Ballot forms will shortly be available to members of the Labour Party to cast their votes in the annual internal election for who gets to sit on the party’s most powerful National Executive Committee.
As disillusioned left members daily announce their resignation from the Starmer-led party the right wing factions expect to win a majority of seats if not achieve a clean sweep.
The result will not be known until November 12 when voting ends. The result should be announced the following day.
Two of the current crop of candidates standing on behalf of the right wing Labour First also stood in 2017 but as independents.

Johanna Baxter and Gurinder Singh Josan claimed in 2017 that they were standing for “independence and diversity” because they are “independent minded” and will “not take instruction from any faction.”
An online newsletter called Vice discovered that the registration for the “Independent NEC reps website” was registered by Matthew Pound, the full-time organiser for Labour First and the admin email address was LabourFirst@gmail.com
This year Baxter and Josan are standing as Labour First candidates but is this yet another false flag to fool party members or the real real thing?
The NEC voting system has been changed from first past the post to single transferable vote allegedly to prevent factional ‘slates’ of candidates, though both right and left have published their slates!
But the changed voting system has encouraged more members to stand and 173 have put themselves forward for the tiny number of seats.

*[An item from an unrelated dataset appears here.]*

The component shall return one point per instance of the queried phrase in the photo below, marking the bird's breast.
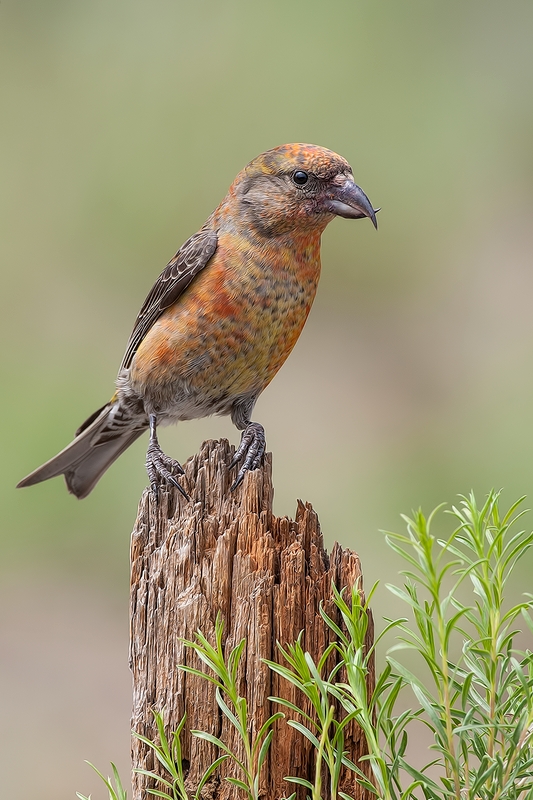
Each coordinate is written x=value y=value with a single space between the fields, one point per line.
x=234 y=326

Candidates are standing under the following headings: from right to left; Labour to Win (joint Labour First and Prospect) six candidates; Tribune group of MPs three (includes two overlaps with Labour to Win); Open Labour two; Centre-left Grassroots Alliance six ; Labour Left Alliance six (includes one overlap); Momentum two and 10 independents.
Factions have put up less than a full slate of nine in the belief this will benefit their candidates because of the new selective voting system which ranks candidates in order of preference. If their favoured candidate fails that candidate’s votes are transferred to the voters second favourite and so on until one candidate achieves a majority vote.